# Kibble stuck too roof of mouth



## Tasha (Feb 24, 2009)

I have just been scared to death when i saw henry obviously struggling with something. I found it to be a piece of kibble stuck to the roof of his mouth. I managed to get it out with a chop stick (hope this is ok but only thing i had). He seems fine now and not too stressed.

I have since read Nancy's advice on another thread about if this happens again, but is there anything i can do to help prevent this? Mayde crushing up his kibble?

Im worried he's going to do this while im asleep and im not going to hear him (he lives in the living room). I only just caught it this time as i was getting ready for bed.


----------



## Nancy (Aug 22, 2008)

What shape is the kibble he is eating? Some shapes will catch easier than others and some hedgehogs have more problems than others. Yes you can break up the kibble to make it less likely to get caught.

It is scary the first few times it happens and some of them are very reluctant to allow our help. 

Glad you got it out.


----------



## Tasha (Feb 24, 2009)

Its round. Royal Canin 32. Im meant to be going to bed but am now keeping an eye out.

Ill break it up a bit, it will make me feel better.
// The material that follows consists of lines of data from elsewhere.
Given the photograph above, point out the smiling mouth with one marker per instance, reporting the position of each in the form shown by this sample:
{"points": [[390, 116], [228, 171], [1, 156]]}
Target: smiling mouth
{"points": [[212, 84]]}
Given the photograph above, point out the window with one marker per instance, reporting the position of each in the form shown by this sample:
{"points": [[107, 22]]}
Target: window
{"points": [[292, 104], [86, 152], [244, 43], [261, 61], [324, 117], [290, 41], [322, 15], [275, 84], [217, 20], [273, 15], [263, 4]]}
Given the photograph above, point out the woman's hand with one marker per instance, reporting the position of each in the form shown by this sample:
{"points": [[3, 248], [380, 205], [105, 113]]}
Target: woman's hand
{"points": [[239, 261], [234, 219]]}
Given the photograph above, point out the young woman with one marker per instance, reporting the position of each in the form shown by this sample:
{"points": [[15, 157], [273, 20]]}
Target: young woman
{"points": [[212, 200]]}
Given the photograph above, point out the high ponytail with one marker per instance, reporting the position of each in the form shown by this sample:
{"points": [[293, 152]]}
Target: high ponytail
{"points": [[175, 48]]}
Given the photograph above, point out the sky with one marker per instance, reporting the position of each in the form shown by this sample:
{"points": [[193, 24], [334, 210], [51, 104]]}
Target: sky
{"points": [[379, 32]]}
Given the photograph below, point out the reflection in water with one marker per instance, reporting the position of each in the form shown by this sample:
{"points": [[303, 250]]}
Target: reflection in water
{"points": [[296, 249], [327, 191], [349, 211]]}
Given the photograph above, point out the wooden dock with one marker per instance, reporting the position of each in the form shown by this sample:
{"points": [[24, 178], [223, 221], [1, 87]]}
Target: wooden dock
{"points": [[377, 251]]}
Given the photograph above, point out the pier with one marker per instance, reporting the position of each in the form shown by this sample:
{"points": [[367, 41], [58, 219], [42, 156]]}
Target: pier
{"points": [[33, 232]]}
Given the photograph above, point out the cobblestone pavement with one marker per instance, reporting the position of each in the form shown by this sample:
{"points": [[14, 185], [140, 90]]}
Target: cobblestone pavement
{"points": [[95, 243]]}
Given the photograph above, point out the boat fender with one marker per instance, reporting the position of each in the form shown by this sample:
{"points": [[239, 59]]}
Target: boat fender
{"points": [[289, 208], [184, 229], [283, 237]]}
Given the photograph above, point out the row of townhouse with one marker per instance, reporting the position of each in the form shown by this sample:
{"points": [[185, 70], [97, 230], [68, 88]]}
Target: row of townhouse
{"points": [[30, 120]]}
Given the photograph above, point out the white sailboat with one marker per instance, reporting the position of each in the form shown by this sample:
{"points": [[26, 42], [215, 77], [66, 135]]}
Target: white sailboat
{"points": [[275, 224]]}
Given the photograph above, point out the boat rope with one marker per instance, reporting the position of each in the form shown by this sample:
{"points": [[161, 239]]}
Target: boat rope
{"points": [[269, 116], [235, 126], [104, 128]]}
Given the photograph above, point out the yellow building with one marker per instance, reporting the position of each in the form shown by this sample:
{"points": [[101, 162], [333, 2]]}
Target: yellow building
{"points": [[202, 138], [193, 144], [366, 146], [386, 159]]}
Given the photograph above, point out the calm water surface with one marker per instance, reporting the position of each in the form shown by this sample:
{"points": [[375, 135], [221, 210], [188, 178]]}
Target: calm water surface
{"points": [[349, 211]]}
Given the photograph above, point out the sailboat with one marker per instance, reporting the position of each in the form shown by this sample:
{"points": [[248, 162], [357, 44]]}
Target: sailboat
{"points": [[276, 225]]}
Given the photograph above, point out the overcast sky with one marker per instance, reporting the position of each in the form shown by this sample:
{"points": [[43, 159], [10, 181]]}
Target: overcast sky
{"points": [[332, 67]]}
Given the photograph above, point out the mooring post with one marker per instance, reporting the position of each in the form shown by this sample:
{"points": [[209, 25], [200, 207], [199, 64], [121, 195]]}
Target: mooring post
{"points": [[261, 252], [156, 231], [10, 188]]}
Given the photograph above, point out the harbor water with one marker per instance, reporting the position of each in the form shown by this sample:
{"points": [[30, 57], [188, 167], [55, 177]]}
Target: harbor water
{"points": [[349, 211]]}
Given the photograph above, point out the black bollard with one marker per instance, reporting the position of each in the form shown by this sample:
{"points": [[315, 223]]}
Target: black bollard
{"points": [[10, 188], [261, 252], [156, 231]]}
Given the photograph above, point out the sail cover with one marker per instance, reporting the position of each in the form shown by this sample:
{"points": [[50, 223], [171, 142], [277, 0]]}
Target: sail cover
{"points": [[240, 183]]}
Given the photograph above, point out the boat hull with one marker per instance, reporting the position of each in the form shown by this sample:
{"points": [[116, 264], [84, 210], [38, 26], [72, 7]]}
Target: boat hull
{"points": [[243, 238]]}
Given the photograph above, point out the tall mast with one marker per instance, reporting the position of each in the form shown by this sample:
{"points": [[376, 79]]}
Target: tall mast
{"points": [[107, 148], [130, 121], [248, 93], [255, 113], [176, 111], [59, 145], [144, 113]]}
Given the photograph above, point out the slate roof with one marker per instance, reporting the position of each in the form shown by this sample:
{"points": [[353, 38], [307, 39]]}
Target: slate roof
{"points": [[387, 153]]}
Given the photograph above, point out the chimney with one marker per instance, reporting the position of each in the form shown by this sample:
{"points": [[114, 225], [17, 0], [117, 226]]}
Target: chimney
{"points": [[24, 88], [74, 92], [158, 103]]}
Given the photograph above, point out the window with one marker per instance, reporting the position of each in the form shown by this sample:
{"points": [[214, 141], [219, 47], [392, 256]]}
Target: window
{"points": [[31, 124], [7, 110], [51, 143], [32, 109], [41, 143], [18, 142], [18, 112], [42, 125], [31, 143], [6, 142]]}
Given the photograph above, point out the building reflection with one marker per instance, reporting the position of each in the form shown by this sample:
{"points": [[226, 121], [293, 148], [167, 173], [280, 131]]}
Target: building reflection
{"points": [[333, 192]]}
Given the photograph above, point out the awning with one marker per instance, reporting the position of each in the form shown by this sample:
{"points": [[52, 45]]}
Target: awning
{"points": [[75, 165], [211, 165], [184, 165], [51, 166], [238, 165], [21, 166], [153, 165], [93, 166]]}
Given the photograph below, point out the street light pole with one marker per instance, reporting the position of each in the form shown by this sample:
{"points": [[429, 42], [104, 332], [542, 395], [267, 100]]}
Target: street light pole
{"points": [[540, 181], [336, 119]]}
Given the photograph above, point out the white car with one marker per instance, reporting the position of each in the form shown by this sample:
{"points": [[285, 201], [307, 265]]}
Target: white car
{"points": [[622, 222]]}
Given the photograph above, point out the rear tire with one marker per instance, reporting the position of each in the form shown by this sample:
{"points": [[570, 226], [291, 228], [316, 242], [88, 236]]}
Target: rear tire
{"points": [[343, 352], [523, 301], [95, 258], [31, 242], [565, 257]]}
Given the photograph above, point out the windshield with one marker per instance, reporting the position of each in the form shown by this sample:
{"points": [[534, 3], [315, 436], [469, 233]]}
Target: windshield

Thanks for the quick reply


----------



## Nancy (Aug 22, 2008)

The round shape is more likely to get caught. It is more difficult for them to crunch an also can fit perfectly in the roof of some hedgehogs mouths. X and Y shapes are usually easier for them to crunch.


----------



## Tasha (Feb 24, 2009)

****! I've been having real trouble finding the right cat food for nutrition etc as i live in England so have far less choice. Even the new one i've found is round shaped!

Ill have to make sure i break them up/cut them in half.


----------